The Council of Europe’s Committee for the Prevention of Torture (CPT) has raised a number of concerns related to immigration issues in the United Kingdom, following an ad hoc visit to the country early last year. The main objective of the CPT’s visit, which took place from 27 March to 6 April 2023, was to examine the treatment and conditions of detention of people being held under immigration laws, both in immigration removal centres (IRCs) and in prisons.

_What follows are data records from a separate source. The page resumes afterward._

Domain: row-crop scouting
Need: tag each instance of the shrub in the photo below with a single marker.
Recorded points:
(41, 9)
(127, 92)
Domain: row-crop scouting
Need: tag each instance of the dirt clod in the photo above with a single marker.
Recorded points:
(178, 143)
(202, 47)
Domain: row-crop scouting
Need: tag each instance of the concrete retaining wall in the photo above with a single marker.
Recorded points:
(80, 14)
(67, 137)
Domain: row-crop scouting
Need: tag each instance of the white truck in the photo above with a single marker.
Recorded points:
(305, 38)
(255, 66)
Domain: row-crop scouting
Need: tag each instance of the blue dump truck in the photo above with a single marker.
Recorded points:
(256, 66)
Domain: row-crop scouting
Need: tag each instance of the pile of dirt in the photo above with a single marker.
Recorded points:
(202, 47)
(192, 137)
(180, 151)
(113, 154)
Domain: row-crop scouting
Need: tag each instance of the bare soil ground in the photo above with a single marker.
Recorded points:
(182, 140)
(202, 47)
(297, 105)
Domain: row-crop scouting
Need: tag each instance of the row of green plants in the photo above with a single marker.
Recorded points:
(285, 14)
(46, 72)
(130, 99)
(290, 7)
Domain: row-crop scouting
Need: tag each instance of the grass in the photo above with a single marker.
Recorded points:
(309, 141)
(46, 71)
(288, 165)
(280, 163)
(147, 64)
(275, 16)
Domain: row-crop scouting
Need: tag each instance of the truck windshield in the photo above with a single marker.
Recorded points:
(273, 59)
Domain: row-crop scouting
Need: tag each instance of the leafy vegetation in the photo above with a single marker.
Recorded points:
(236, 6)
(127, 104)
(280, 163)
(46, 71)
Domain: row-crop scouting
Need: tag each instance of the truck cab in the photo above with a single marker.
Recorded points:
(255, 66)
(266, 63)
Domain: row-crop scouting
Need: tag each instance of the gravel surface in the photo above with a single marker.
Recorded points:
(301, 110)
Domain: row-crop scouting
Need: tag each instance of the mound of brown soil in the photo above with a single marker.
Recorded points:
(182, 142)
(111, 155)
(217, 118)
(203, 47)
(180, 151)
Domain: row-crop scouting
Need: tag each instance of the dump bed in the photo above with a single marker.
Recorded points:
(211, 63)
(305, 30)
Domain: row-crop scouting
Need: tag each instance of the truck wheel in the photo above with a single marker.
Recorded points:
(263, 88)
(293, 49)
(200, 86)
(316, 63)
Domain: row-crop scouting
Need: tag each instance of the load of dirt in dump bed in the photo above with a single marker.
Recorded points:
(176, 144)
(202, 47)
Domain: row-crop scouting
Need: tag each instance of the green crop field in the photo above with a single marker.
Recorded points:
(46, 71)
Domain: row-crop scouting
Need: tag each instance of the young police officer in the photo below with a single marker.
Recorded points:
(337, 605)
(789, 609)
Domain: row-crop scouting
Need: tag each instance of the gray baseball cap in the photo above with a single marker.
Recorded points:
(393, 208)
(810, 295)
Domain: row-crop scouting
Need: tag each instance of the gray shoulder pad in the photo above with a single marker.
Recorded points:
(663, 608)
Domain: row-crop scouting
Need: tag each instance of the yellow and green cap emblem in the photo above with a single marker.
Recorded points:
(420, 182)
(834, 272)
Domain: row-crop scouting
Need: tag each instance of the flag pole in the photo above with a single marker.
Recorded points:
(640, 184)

Their report highlights many good practices in IRCs aimed at minimising the trauma of detainees. However, this situation was not helped by uncertainty over the length of their detention and the use of prison-like immigration detention centres such as Brook House and Colnbrook. The Committee also noted the UK’s positive commitment to ensuring that vulnerable people are not detained when that is harmful to their well-being. Nevertheless, more needs to be done to ensure that relevant measures operate effectively. Steps must also be taken to improve the flow of information and to remove the uncertainty surrounding the future of people detained in IRCs.
The CPT underlined that foreign national offenders should be transferred from prison to an immigration centre once they have served their sentence, in line with their new legal status. The Committee also states that the UK’s Illegal Migration Bill 2023 and the Agreement with Rwanda both raise multiple concerns over the treatment of vulnerable people and the removal of foreign nationals to a country where they may be exposed to torture, inhuman or degrading treatment which is prohibited under the European Convention on Human Rights.
The report has been published together with the response of the UK authorities.